You joined today, and have no ongoing games.  It is also against site rules to ask for help for an ongoing game.

If OP has no ongoing games then presumably he is not asking for help for an ongoing game.

@md4rd A diagram would help. (Click on the quarter size chessboard.)

SmyslovFan

Most of the time, an extra pawn in a K+P endgame is winning for the side with the extra pawn. There are of course many exceptions to that rule though.

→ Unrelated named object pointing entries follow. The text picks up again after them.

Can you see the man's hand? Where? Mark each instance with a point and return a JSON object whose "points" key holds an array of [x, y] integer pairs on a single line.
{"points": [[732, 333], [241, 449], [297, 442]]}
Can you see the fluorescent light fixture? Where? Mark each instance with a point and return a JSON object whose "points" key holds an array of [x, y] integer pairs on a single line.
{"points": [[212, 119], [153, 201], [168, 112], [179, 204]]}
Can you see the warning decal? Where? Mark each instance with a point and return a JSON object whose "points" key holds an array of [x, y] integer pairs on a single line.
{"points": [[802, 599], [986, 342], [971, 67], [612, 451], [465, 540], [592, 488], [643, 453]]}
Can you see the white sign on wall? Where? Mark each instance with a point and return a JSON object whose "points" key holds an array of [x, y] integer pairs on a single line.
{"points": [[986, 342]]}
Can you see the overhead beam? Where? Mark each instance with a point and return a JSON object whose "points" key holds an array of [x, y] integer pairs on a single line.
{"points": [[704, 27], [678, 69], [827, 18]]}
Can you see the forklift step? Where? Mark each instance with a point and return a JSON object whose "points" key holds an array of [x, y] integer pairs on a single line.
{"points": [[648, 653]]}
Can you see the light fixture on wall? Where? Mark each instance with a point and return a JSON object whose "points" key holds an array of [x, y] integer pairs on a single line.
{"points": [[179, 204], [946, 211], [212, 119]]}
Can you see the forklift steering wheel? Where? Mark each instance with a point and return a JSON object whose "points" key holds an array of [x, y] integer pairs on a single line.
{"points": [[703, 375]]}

The specific position matters.

MARattigan

If the two pawns are on adjacent squares on the same file, blocked immediately in front by the opposing king and defended by their own king to the side of the rearward pawn and the single pawn is not on the same or an adjacent file to the other pawns, then the side with the two pawns will not win.

Whether or not the side with the single pawn will win depends on whether it can be caught by the other side's king.

 

E.g.

                                           White to play draws, Black to play wins. 


 
In this case, with Black to play, when White's king  moves Black will not capture the forward pawn (he can do that later) but carry on moving his pawn towards promotion.

md4rd

Here is the situation I am talking about,  same as MARattigan mentioned, black to move now!!

 

MARattigan

Here the back king can catch the white pawn so the position is drawn.

If the white king mistakenly defends his pawn black queens as in the mainline below or if the black king mistakenly defends his rear pawn White queens as in variation 1, but correct play leads to a draw as in variation 2.


 If the white pawn were instead on h5 White should win.